Try to reset your mind off the 9 to 5 work mode schedule. Be free and open to new experience. Let inspiration come to you at any time. Choose when, how and where you work. It can be early morning in bed. Afternoon in a coffee shop. Lunch time in a park, whatever. Do not build artificial restrictions. They will come on their own with clients and deadlines. Keep it flexible, exciting, adventurous.

But above all - be mindful of your body. Stay active. Hike, bike, run, anything. Find sport you like. Go out regularly and play it. You will meet new people, socialize and keep yourself fit. Physical fitness is a direct feedback loop to your overall condition.

Good luck.


"Dress for work, even if you are at home"

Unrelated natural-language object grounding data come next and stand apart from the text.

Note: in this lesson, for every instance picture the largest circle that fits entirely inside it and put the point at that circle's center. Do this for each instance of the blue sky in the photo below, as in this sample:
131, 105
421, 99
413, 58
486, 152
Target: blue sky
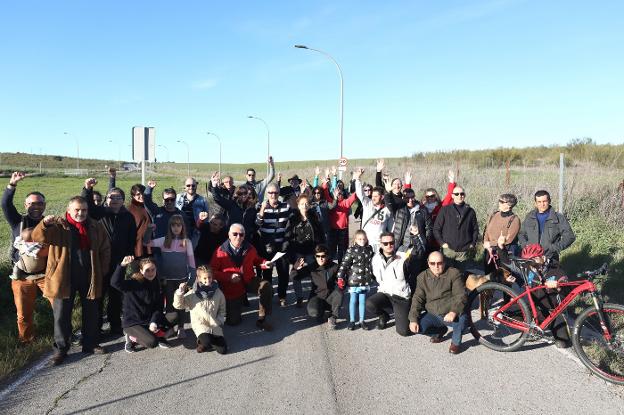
419, 76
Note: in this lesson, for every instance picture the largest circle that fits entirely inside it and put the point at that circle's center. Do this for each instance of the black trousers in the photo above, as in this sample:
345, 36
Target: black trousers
62, 310
113, 307
378, 303
143, 336
317, 306
210, 342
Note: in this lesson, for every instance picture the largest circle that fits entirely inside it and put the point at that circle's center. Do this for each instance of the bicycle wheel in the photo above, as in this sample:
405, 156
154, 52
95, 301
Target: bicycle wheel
603, 357
483, 303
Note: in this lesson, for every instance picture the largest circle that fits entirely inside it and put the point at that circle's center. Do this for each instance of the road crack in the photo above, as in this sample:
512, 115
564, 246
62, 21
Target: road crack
77, 384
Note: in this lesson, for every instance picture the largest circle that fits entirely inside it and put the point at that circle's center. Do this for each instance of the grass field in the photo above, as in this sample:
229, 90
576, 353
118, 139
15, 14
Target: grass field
592, 202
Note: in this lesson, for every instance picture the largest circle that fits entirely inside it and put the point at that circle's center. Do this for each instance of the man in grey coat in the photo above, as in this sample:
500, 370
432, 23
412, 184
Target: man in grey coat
546, 227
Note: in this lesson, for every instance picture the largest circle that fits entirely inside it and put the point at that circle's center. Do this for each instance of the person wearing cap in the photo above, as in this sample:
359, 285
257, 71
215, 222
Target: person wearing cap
546, 227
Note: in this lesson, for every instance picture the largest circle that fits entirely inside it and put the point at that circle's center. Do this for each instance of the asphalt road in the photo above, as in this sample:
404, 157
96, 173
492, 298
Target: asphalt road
302, 367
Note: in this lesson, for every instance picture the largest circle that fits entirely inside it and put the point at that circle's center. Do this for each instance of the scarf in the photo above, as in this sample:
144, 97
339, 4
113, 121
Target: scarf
83, 236
206, 291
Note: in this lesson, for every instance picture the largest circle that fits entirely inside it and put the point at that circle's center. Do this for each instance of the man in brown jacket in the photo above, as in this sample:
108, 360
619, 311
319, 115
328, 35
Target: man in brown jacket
79, 257
441, 293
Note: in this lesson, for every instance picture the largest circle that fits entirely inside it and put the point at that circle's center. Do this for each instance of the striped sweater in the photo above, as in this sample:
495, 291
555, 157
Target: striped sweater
275, 225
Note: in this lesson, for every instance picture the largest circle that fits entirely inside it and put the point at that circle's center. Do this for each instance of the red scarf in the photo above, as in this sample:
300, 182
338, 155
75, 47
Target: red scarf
82, 232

This is great advice. It's important to create psychological compartments between "work" and "home" when working from home. And all the little things add up to form those compartments. How you dress, what room you work from, what hours you work, when and where you go when you go outside, etc. Make these things distinct from leisure activities. Don't work from a lounge chair in your bedroom, for instance, if that's where you usually go to kick back and read books. Don't work in a bathrobe or old gym clothes.

It takes a bit more effort to create the trappings of a working environment in your home, but doing so will keep you from slipping. And if this is your first major experience with working from home, you will slip. Everyone does the first time around. Set up mental guard rails.


A million upvotes for snacks. I work primarily from home now and they absolutely destroy you. Make sure you get out and do some exercise too!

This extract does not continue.